餃子の王将社長射殺事件

全国大手チェーン店の社長を狙った未解決事件

「餃子の王将」を展開する王将フードサービス(京都市)が約10年にわたり特定の人物と不明朗な不動産取引などを繰り返し、176億円もの資金が回収不能になっていたことが、同社の第三者委員会(委員長、大仲土和弁護士)の調査報告書で初めて明らかになった。第三者委は、平成25(2013)年12月に同社前社長が射殺された事件を受けて、暴力団など反社会的勢力(反社)との関係の有無を調べるために設置された。報告書では反社との関係は認められないと結論づけられたが、創業家一族とゴルフ場運営会社役員A氏との不透明なつながりが浮かび上がった。射殺事件が起きたのは、このつながりを問題視し、再発防止をうたった社内報告書がまとまった約1カ月後のことだった。第三者委は「リスクは過去のものとはいえない」と警鐘を鳴らした。

「反社との関係は?」

「A氏は反社ですか?」

 大阪市内で3月29日に開かれた王将フードサービスの記者会見。記者からは、第三者委の報告書が不適切な取引の相手として特定した「A氏」に関する質問が集中した。

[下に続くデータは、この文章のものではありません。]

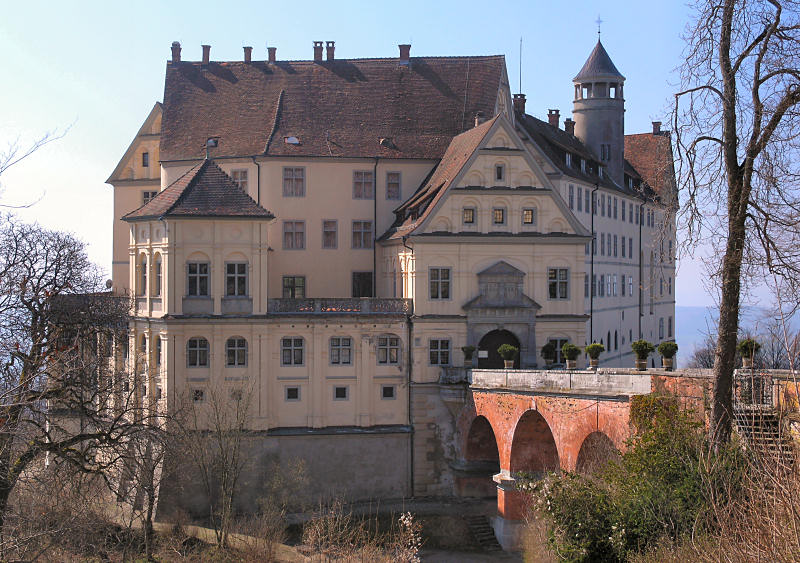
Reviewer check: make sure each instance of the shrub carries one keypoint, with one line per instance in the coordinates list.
(642, 349)
(668, 349)
(570, 351)
(507, 351)
(748, 347)
(595, 349)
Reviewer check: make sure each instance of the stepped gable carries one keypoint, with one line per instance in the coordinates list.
(204, 191)
(416, 209)
(341, 108)
(650, 156)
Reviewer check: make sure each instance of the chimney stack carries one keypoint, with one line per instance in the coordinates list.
(519, 104)
(405, 54)
(176, 52)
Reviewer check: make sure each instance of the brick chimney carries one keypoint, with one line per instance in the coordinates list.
(405, 54)
(519, 104)
(176, 52)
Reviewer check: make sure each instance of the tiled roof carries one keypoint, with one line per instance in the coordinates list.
(204, 191)
(598, 65)
(415, 209)
(651, 156)
(334, 108)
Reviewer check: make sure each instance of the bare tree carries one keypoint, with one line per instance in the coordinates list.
(737, 125)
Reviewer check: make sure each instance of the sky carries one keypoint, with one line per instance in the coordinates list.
(95, 69)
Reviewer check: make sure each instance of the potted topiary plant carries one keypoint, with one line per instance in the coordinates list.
(508, 353)
(469, 351)
(642, 349)
(667, 351)
(549, 354)
(594, 350)
(748, 349)
(571, 353)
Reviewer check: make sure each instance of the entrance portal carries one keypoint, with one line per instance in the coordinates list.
(490, 343)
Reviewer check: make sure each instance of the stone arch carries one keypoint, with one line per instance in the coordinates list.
(596, 451)
(533, 448)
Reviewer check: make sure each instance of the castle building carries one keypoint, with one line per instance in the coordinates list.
(334, 232)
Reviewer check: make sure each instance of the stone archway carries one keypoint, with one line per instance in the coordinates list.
(490, 342)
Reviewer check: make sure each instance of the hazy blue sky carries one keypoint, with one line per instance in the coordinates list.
(99, 66)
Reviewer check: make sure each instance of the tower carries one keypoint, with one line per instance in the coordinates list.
(599, 110)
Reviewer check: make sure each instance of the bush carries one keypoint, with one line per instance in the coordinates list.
(668, 349)
(595, 349)
(507, 351)
(570, 351)
(642, 349)
(748, 347)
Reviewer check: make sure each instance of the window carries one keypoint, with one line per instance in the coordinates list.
(197, 353)
(294, 287)
(362, 184)
(236, 352)
(236, 279)
(329, 234)
(362, 284)
(341, 350)
(529, 216)
(240, 177)
(292, 351)
(393, 185)
(294, 235)
(557, 283)
(499, 216)
(197, 278)
(294, 182)
(388, 349)
(468, 215)
(439, 351)
(362, 234)
(439, 283)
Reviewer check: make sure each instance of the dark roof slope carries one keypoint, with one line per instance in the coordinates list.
(334, 108)
(416, 209)
(598, 65)
(204, 191)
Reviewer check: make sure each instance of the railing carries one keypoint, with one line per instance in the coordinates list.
(358, 305)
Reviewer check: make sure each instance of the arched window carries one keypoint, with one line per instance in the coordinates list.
(236, 352)
(197, 352)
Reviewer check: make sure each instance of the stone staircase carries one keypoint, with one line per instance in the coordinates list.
(482, 532)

 渡辺直人社長は「A氏は過去に不適切な取引があった当事者だが、反社という認識は持っていないし、反社かどうかは分からない」と述べた。

 第三者委も同日、別々に開いた記者会見で「A氏が反社に該当するかどうかは判断していない」「A氏は王将を経営危機に陥れた当事者なので中心的に調査した」と答えるにとどめた。ちなみに委員長を務めた大仲氏は平成17~19年に大阪地検特捜部長を務め、その後も大分、岡山、さいたまの3地検で検事正を歴任した検察OBだ。

報道陣が「反社」にこだわったのには理由がある。27年12月13日、マスコミ各社が25年12月19日に起きた大東隆行社長(当時)射殺事件について、九州を拠点とする暴力団関係者が関与した可能性があることを一斉に報じた。これを受け王将は今年1月、第三者委を設置して、反社との関係をめぐる調査を委嘱していたのだ。